Il primo viaggio che ha fatto san Giovanni Paolo II dopo la sua elezione è stato in America Latina. Paolo VI aveva promesso di aprire la III Conferenza dell’episcopato latino-americano a Puebla, in Messico. San Giovanni Paolo II ha voluto mantenere la promessa fatta dal suo predecessore prendendo per le corna, per così dire, fin dal principio, il problema più bruciante o uno dei problemi più brucianti del suo pontificato. Era la questione della teologia della liberazione ma, più al fondo, era la questione del marxismo e del cristianesimo.
A Puebla san Giovanni Paolo II pronunciò un ciclo di discorsi che costituiscono una vera e propria enciclica regionale, un’enciclica che espone verità universali ma a partire da una prospettiva storicamente determinata. L’intenzione era quella di accompagnare l’itinerario verso Dio dell’uomo latinoamericano che, inevitabilmente, inizia il suo percorso verso la verità a partire da una situazione esistenziale concreta. Per questo bisogna iniziare amando questo uomo concreto, la sua cultura e la sua storia.

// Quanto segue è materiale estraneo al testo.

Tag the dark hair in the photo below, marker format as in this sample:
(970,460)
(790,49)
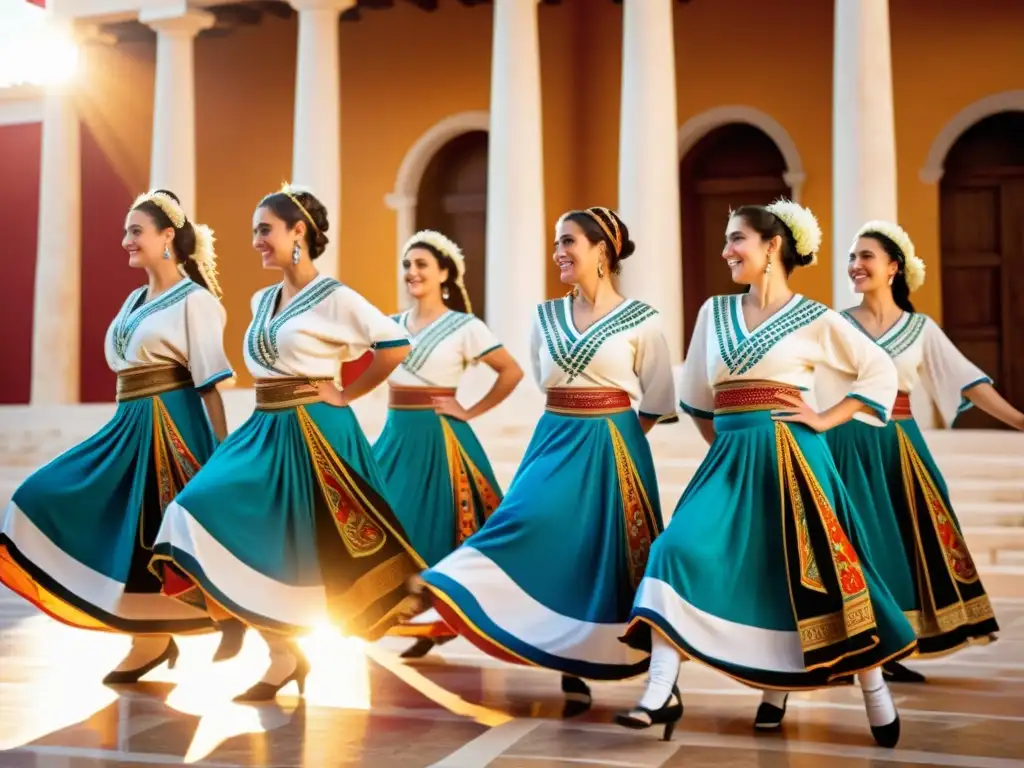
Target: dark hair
(768,225)
(901,291)
(600,225)
(183,244)
(457,297)
(282,205)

Questo approccio mette da subito il Papa in contraddizione con il marxismo. Il proletario di Marx è un uomo senza qualità. Lo sfruttamento capitalistico lo ha alienato in modo tale che non ha più né religione né cultura né soggettività umana. È un essere totalmente alienato e proprio per questo può recuperare la sua umanità (o, meglio penetrare in una transumanità) solo attraverso il capovolgimento totale della società esistente. È questa differenza antropologica fondamentale a rendere impossibile l’uso del marxismo da parte della teologia cristiana come strumento di analisi della realtà. Il punto di partenza, del resto, non è l’analisi della realtà ma l’atto di amore (la grazia) che te la fa assumere e ti dona anche l’intelligenza che la comprende. Era il principio di una critica non materialista, non marxista, ma etica e cristiana dei sistemi sociali che opprimono l’uomo.
Fra i pochi che compresero esattamente e seguirono entusiasticamente il messaggio di san Giovanni Paolo II fu Jorge Mario Bergoglio, allora rettore del Seminario di San Miguel. Una volta lo andai a trovare a San Miguel insieme a don Francesco Ricci. A Bergoglio l’espressione “teologia della liberazione” non piaceva. Preferiva quella di “teologia del popolo”. Noi gli parlavamo di don Giussani e lui si entusiasmava all’idea che la comunione con Cristo è la vera liberazione dell’uomo. La critica del comunismo e quella del capitalismo nascevano, per san Giovanni Paolo II come per Bergoglio, dalla stessa radice: la grandezza della persona umana che il Padre ha rivelato in Gesù di Nazareth.